Ein Antrag („wegen offenkundiger Unangemessenheit") hat nur Erfolg, wenn der von der GBV verlangte Preis höher ist, als der Preis frei finanziert errichteter vergleichbarer Objekte. Vermindert die Schlichtungsstelle/das Gericht den Preis, kann man es sich noch maximal bis drei Monate nach Rechtskraft der Entscheidung überlegen, ob man die Wohnung zu dem von Schlichtungsstelle/Gericht festgesetzten Preis kaufen möchte.
Wenn im Mietvertrag - was die Regel ist - keine Vereinbarung über die Höhe des Kaufpreises getroffen wurde, dann sieht das Gesetz folgende Regelungen vor:
Ausgangsbasis für die Ermittlung des Fixpreises ist der Substanzwert unter Bedachtnahme auf den Verkehrswert. Wie jedoch im Konkreten auf den "Verkehrswert Bedacht zu nehmen" ist, ist leider eine unklare Bestimmung, wofür es auch keine näheren Anhaltspunkte gibt.
Auch wenn die Bauvereinigung den Kaufpreis so „ermittelt", ist dieser Betrag in der Regel natürlich nicht der Betrag, den man bar bezahlen muss.
Zur Ermittlung des Barkaufpreises ist erstens zu berücksichtigen, dass Mieter/Mieterinnen in der Regel ja schon Finanzierungsbeiträge bezahlt haben, die zum Kaufzeitpunkt aktuell natürlich noch etwas wert sind. Finanzierungsbeiträge werden ja pro Jahr nur um 1% abgewertet. Weiters ist zu beachten, dass Mieter/Mieterinnen beim Kauf meist die Darlehen/Kredite anteilig übernehmen, welche auf der Liegenschaft lasten.

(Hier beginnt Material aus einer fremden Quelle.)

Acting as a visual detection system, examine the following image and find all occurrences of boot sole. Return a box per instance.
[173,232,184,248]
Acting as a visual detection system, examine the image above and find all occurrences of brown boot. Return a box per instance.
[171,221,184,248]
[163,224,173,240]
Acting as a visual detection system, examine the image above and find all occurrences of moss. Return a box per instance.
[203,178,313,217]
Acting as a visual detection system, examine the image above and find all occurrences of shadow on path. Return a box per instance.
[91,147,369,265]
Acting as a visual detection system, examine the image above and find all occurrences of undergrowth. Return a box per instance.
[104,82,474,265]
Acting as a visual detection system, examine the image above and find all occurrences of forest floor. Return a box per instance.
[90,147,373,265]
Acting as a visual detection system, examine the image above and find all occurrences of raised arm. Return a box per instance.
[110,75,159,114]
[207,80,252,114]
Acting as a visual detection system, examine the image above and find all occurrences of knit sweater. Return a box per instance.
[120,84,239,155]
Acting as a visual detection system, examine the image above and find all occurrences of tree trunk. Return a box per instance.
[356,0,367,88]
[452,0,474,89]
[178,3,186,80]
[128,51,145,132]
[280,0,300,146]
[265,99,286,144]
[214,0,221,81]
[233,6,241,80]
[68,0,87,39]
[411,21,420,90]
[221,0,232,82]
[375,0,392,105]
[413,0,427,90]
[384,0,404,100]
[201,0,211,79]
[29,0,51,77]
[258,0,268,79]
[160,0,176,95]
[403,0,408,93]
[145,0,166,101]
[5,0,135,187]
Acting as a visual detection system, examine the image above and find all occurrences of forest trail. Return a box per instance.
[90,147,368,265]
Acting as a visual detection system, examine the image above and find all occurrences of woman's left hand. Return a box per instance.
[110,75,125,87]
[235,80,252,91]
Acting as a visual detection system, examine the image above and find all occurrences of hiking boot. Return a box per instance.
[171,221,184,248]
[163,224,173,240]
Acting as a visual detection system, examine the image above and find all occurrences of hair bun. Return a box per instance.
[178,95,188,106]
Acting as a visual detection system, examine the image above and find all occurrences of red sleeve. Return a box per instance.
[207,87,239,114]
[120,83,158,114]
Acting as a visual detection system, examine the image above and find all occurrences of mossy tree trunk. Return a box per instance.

Im Kaufvertrag ist also ein Fixpreis (= der berechnete Kaufpreis, der z.B. auch für die Grunderwerbsteuer relevant ist) zu vereinbaren, aber auch ein „Barkaufpreis".
Nach dem Kauf durch die bisherigen Mieter unterliegt die weitere Verwertung der Wohnung des gemeinnützigen Bauträgers bestimmten Beschränkungen.
Einführung, bzw. Verlängerung der Spekulationsfrist beim Weiterverkauf
Der Gesetzgeber will verhindern, dass mit geförderten Wohnungen Spekulationsgewinne erzielt werden. Er hat daher erstmals 2016 eine neue Regelung geschaffen, die den Weiterverkauf erworbener Genossenschaftswohnungen für eine Dauer von 10 Jahren (Spekulationsfrist) erschwert.
Im Rahmen der WGG-Novelle 2019 wurde die Spekulationsfrist auf 15 Jahre ausgedehnt. Wurde durch die Mieter ein Antrag auf Übertragung in das Wohnungseigentum nach dem 01.08.2019 gestellt, dann kommt bei einem Kauf die neue Spekulationsfrist von 15 Jahren zur Anwendung. Wurde der Antrag vor diesem Datum gestellt, dann kommt die alte Spekulationsfrist von 10 Jahren zur Anwendung.
Die Regelung sieht vor, dass der gemeinnützige Bauträger bei der Eigentumsübertragung an die Mieter, den Verkehrswert der Wohnung mitteilen muss. Veräußern die Käufer die Wohnung innerhalb der Spekulationsfrist (10 bzw. 15 Jahre), muss man zusätzlich zum schon bezahlten Kaufpreis die Differenz zwischen dem Verkehrswert und dem tatsächlich geleistetem Kaufpreis an die Genossenschaft abführen.
Zur Absicherung dieses Anspruchs wird im Zuge der Eigentumsbegründung ein befristetes Vorkaufsrecht zu Gunsten des gemeinnützigen Bauträgers im Grundbuch eingetragen. Eine Löschung des Vorkaufsrechtes vor Ablauf der Spekulationsfrist darf ohne Zustimmung des gemeinnützigen Bauträgers nicht vorgenommen werden.
Das gilt aber nicht, wenn der ehemalige MieterIn/KäuferIn die Wohnung während der Spekulationsfrist an den Ehegatten, den eingetragenen Partner, Verwandte in gerader Linie, einschließlich der Wahlkinder oder Geschwister, sowie Lebensgefährten überträgt.